米調査会社「モーニング・コンサルト」は、独自のオンライン調査で世界の主要国の大統領や首相の支持率を記録し、分析しています。世界保健機関(WHO)がコロナを「パンデミック(世界的大流行)」と認定した昨年3月11日から同月末まで、「コロナ初期」の9カ国の首脳の支持率を分析したところでは、英国、ドイツ、カナダ、豪州、フランスで首相の支持率は軒並み上昇。米国のトランプ大統領やメキシコのオブラドール大統領も微増しています。支持が下落したのは、日本の安倍晋三首相と、「ちょっとした風邪」などとコロナ対応を露骨に軽視したブラジルのボルソナロ大統領だけでした。
否定的な調査結果はこれだけではない。
シンガポールの調査機関「ブラックボックス・リサーチ」とフランスの「トルーナ」のオンラインでの共同調査では昨年4月、23の国・地域を対象に、コロナ感染症への指導者の対応を分析。政治指導者への評価で、トップは当時すでにコロナ禍から回復基調にあった中国で86%、23カ国・地域の平均が40%で、日本はなんと最下位の5%。
さらに昨年秋以降の菅内閣支持率も低下しており「首相就任直後の昨年9月22日には、+34(支持56%、不支持22%)でしたが、今年1月21日段階で-35(支持27%、不支持62%)に急降下しています」という。
「アベノマスク」にしろ「GoToトラベル」にしろ、素人目にもお粗末なのだが、問題は日本の首相たちがなぜそのような態度をとったのかなのだろう。記事ではドイツのメルケル首相の態度と比較しているが、比較の対象が良すぎる。

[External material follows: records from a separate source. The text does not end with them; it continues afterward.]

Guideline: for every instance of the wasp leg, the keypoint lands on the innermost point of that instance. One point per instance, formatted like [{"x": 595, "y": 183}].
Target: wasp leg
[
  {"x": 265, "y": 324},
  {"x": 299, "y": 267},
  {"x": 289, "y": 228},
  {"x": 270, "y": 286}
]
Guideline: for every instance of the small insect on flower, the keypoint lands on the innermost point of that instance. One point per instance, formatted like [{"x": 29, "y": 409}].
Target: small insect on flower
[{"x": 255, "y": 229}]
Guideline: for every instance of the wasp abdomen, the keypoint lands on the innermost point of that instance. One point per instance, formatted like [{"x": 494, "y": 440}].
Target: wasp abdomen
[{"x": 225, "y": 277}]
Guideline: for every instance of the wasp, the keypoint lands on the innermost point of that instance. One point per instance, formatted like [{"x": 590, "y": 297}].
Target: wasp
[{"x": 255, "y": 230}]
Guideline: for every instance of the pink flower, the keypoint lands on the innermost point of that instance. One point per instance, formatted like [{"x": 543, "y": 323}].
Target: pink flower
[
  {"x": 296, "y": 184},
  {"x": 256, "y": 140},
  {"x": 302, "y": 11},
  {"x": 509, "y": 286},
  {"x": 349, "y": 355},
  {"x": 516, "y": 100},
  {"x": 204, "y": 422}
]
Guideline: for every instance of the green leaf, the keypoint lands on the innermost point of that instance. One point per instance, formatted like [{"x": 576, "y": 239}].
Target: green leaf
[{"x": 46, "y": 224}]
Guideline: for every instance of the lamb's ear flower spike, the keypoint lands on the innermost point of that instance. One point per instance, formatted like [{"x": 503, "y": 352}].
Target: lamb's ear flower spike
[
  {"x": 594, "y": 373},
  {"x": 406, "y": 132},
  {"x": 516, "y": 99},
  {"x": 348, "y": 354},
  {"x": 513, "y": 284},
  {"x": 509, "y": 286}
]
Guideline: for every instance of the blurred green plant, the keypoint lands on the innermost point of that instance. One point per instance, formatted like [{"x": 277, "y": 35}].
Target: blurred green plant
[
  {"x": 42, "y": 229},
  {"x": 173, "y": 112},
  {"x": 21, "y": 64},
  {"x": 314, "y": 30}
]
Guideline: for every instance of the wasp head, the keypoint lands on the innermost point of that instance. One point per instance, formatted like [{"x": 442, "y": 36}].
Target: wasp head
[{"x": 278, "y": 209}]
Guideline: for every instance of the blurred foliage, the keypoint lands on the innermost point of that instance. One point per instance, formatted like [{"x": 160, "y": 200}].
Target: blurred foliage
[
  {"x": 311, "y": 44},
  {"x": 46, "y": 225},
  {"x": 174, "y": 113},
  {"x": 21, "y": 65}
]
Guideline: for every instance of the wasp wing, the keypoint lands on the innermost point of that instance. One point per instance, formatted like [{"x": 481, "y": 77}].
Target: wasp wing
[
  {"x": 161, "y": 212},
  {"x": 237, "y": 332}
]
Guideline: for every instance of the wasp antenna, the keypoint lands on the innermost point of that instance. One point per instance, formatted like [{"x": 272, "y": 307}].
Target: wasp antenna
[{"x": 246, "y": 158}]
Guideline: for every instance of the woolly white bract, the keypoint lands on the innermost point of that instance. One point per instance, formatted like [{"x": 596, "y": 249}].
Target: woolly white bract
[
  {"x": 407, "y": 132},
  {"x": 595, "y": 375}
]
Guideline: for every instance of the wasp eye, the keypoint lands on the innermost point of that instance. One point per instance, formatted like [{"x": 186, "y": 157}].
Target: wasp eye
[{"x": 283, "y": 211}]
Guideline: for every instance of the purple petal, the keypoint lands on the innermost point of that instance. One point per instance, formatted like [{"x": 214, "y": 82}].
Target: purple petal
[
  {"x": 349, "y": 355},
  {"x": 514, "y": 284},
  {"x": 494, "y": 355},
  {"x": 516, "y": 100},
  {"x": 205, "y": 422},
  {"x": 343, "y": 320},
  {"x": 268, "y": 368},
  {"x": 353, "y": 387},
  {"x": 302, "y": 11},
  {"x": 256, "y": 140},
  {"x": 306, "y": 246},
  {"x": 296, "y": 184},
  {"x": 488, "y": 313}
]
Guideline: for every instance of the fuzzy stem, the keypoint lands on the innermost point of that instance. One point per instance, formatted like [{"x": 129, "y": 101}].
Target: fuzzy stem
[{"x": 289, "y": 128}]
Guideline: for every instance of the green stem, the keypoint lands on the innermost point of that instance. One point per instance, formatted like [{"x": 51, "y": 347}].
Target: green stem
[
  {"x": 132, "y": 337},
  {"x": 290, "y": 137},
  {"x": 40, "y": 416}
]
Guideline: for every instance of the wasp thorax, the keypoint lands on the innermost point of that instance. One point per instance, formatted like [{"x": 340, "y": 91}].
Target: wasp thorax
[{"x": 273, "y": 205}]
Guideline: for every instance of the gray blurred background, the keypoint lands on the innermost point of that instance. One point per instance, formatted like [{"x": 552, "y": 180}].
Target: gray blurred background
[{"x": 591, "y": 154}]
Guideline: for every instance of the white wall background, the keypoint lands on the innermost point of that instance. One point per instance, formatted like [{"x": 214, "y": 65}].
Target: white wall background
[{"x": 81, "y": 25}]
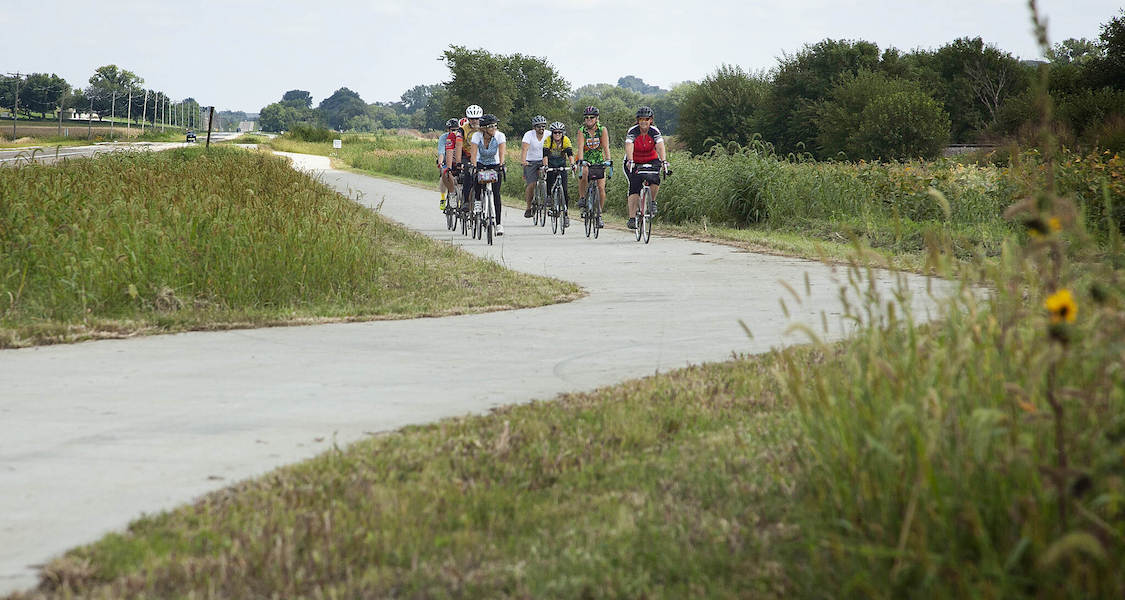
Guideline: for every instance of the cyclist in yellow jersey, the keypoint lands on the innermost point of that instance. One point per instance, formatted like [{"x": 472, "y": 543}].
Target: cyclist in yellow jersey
[
  {"x": 473, "y": 114},
  {"x": 557, "y": 152},
  {"x": 593, "y": 145}
]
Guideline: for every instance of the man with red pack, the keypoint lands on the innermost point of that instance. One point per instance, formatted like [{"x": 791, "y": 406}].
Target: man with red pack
[{"x": 644, "y": 145}]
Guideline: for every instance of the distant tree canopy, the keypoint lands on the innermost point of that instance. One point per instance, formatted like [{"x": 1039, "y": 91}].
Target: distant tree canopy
[
  {"x": 722, "y": 108},
  {"x": 836, "y": 98},
  {"x": 515, "y": 88}
]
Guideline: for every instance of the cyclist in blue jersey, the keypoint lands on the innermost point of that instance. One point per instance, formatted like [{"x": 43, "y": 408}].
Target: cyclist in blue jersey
[{"x": 488, "y": 150}]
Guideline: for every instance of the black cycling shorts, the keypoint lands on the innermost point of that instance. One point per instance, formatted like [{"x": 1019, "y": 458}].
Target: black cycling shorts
[{"x": 637, "y": 180}]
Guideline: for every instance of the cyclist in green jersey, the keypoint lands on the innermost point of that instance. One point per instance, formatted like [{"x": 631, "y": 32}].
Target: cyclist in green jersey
[{"x": 593, "y": 146}]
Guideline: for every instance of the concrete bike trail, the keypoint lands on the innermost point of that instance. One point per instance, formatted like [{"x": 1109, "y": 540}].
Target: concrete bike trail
[{"x": 95, "y": 435}]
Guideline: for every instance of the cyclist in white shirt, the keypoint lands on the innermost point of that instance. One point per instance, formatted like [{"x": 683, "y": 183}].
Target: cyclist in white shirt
[{"x": 531, "y": 158}]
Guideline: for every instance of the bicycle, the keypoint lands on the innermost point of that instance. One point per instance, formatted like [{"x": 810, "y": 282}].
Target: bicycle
[
  {"x": 592, "y": 213},
  {"x": 539, "y": 200},
  {"x": 452, "y": 204},
  {"x": 461, "y": 215},
  {"x": 646, "y": 206},
  {"x": 484, "y": 221},
  {"x": 558, "y": 212}
]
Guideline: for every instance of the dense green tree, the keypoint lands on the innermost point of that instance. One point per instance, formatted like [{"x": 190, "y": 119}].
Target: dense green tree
[
  {"x": 286, "y": 114},
  {"x": 419, "y": 97},
  {"x": 802, "y": 79},
  {"x": 539, "y": 89},
  {"x": 1108, "y": 69},
  {"x": 478, "y": 78},
  {"x": 843, "y": 116},
  {"x": 901, "y": 125},
  {"x": 512, "y": 87},
  {"x": 297, "y": 99},
  {"x": 387, "y": 116},
  {"x": 339, "y": 108},
  {"x": 110, "y": 88},
  {"x": 434, "y": 115},
  {"x": 618, "y": 107},
  {"x": 972, "y": 80},
  {"x": 722, "y": 108},
  {"x": 637, "y": 84}
]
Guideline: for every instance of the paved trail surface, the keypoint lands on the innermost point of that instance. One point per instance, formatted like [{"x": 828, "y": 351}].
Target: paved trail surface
[{"x": 93, "y": 435}]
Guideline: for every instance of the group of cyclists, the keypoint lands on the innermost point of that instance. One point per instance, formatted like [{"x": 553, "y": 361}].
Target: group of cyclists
[{"x": 475, "y": 143}]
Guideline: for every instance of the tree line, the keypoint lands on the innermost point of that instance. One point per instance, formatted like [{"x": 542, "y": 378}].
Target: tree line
[
  {"x": 110, "y": 92},
  {"x": 834, "y": 99}
]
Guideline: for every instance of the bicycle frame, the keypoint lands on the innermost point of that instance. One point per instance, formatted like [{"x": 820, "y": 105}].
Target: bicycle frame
[{"x": 558, "y": 199}]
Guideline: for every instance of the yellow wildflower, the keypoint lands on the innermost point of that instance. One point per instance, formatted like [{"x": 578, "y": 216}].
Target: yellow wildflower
[{"x": 1062, "y": 307}]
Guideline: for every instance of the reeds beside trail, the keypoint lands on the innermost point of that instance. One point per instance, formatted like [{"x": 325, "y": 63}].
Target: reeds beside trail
[{"x": 191, "y": 240}]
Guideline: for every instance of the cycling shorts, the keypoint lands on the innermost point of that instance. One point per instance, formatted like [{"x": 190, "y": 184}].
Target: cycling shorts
[{"x": 637, "y": 180}]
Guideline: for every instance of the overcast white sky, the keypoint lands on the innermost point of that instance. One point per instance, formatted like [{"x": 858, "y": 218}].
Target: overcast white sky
[{"x": 243, "y": 54}]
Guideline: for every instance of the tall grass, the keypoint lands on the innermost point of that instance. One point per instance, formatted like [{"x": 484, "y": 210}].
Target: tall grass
[
  {"x": 889, "y": 205},
  {"x": 982, "y": 456},
  {"x": 186, "y": 238}
]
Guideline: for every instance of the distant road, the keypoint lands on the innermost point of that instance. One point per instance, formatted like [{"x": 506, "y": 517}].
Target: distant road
[{"x": 47, "y": 153}]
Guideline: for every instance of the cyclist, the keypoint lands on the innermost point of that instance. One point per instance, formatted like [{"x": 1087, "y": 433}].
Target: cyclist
[
  {"x": 531, "y": 158},
  {"x": 470, "y": 126},
  {"x": 488, "y": 149},
  {"x": 593, "y": 143},
  {"x": 441, "y": 169},
  {"x": 450, "y": 152},
  {"x": 644, "y": 144},
  {"x": 558, "y": 152}
]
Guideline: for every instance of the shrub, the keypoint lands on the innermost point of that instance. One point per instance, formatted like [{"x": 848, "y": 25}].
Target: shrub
[
  {"x": 311, "y": 133},
  {"x": 900, "y": 126},
  {"x": 721, "y": 108}
]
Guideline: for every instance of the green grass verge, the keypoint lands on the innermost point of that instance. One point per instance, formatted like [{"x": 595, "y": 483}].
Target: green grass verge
[
  {"x": 180, "y": 240},
  {"x": 671, "y": 486}
]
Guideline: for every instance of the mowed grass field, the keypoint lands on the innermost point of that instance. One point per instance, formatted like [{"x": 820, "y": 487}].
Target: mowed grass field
[{"x": 135, "y": 243}]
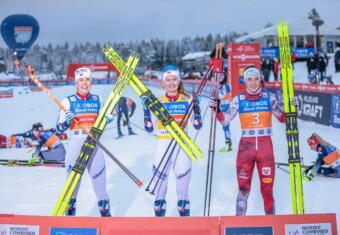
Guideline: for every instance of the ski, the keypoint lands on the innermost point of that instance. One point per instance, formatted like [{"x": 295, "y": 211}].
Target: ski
[
  {"x": 29, "y": 71},
  {"x": 189, "y": 147},
  {"x": 26, "y": 163},
  {"x": 96, "y": 131},
  {"x": 292, "y": 132},
  {"x": 287, "y": 164}
]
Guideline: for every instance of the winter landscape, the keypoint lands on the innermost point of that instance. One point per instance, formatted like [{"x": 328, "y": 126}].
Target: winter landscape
[{"x": 34, "y": 191}]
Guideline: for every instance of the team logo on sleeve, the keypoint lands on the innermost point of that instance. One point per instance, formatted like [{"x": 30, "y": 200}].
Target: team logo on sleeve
[{"x": 266, "y": 171}]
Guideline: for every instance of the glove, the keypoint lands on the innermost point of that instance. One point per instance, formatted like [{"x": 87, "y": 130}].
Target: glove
[
  {"x": 197, "y": 122},
  {"x": 197, "y": 101},
  {"x": 109, "y": 118},
  {"x": 35, "y": 155},
  {"x": 69, "y": 117},
  {"x": 148, "y": 126},
  {"x": 144, "y": 104},
  {"x": 295, "y": 101}
]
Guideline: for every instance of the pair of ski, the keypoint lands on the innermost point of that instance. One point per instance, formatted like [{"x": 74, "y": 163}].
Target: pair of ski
[
  {"x": 26, "y": 163},
  {"x": 92, "y": 140},
  {"x": 156, "y": 107},
  {"x": 292, "y": 132}
]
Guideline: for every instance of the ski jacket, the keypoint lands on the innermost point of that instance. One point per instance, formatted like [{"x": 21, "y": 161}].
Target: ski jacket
[
  {"x": 255, "y": 115},
  {"x": 224, "y": 96},
  {"x": 85, "y": 110},
  {"x": 177, "y": 109}
]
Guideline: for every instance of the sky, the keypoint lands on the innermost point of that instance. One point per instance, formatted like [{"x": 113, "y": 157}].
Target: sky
[
  {"x": 129, "y": 20},
  {"x": 34, "y": 191}
]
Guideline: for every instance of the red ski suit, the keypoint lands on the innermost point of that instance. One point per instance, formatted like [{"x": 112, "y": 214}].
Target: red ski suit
[{"x": 255, "y": 146}]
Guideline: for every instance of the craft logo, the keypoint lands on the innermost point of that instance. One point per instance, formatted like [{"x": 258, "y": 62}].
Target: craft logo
[
  {"x": 336, "y": 104},
  {"x": 308, "y": 106}
]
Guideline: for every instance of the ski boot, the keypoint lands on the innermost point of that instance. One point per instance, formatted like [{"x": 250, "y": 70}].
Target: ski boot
[
  {"x": 71, "y": 208},
  {"x": 131, "y": 132},
  {"x": 160, "y": 207},
  {"x": 120, "y": 134},
  {"x": 228, "y": 147},
  {"x": 35, "y": 159},
  {"x": 104, "y": 208},
  {"x": 183, "y": 207}
]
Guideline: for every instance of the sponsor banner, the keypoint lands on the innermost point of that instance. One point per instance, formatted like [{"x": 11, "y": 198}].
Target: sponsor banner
[
  {"x": 335, "y": 111},
  {"x": 248, "y": 230},
  {"x": 73, "y": 231},
  {"x": 314, "y": 107},
  {"x": 6, "y": 94},
  {"x": 7, "y": 229},
  {"x": 309, "y": 229},
  {"x": 240, "y": 57},
  {"x": 301, "y": 53}
]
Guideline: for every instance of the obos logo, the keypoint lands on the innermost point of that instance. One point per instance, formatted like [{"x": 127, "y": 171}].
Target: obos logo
[
  {"x": 336, "y": 104},
  {"x": 245, "y": 104},
  {"x": 266, "y": 171}
]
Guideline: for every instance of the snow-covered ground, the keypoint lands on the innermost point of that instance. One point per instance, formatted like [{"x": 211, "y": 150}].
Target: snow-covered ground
[{"x": 34, "y": 191}]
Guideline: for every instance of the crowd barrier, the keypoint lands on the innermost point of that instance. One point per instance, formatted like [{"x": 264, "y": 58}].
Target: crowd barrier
[
  {"x": 316, "y": 103},
  {"x": 308, "y": 224}
]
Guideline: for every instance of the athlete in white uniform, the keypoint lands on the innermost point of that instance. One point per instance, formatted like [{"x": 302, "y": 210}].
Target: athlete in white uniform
[
  {"x": 176, "y": 102},
  {"x": 85, "y": 108}
]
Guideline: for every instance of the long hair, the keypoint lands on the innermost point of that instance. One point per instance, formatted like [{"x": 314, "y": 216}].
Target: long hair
[{"x": 181, "y": 88}]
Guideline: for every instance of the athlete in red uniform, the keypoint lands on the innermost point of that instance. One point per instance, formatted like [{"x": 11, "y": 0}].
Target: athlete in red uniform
[{"x": 255, "y": 107}]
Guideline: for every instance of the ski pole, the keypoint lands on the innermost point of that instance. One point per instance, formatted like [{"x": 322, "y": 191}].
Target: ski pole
[
  {"x": 28, "y": 71},
  {"x": 212, "y": 133},
  {"x": 183, "y": 123},
  {"x": 211, "y": 154}
]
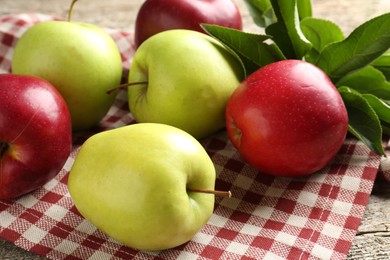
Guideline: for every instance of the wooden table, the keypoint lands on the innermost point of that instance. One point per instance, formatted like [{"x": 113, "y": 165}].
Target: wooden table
[{"x": 373, "y": 237}]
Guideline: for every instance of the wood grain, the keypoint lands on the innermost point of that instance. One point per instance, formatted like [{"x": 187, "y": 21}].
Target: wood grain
[{"x": 373, "y": 237}]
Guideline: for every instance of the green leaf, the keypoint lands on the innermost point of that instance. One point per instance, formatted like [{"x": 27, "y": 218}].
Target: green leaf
[
  {"x": 252, "y": 49},
  {"x": 261, "y": 12},
  {"x": 364, "y": 123},
  {"x": 368, "y": 80},
  {"x": 383, "y": 64},
  {"x": 320, "y": 33},
  {"x": 381, "y": 107},
  {"x": 286, "y": 32},
  {"x": 365, "y": 44},
  {"x": 304, "y": 9}
]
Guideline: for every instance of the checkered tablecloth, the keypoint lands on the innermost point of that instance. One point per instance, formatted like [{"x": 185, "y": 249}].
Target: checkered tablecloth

記事では野口悠紀雄の言葉が引用されており、野口は、本当は救済が必要な人たちに集中的につぎ込むべきなのに、全国民対象に巨額の給付金を出したこと、GoToトラベルが困窮する人を救済するというより、一部の利益団体への支援と国民の人気取りであったことなどを批判している。ところが記事には「なぜ」の説明がない。
なぜかは今さら言う必要もないのかもしれない。現在の官邸には国民の声を聞くチャンネルが存在しないのだ。周囲にイエスマンばかりを集めた結果なのかもしれないし、為政者に一般国民のために尽くそうという信念がないからなのかもしれない。詳しいことはわからないが、支持率が下がっているという「結果」を見れば、国民、特に困窮者の声が届いていないことは明らかだ。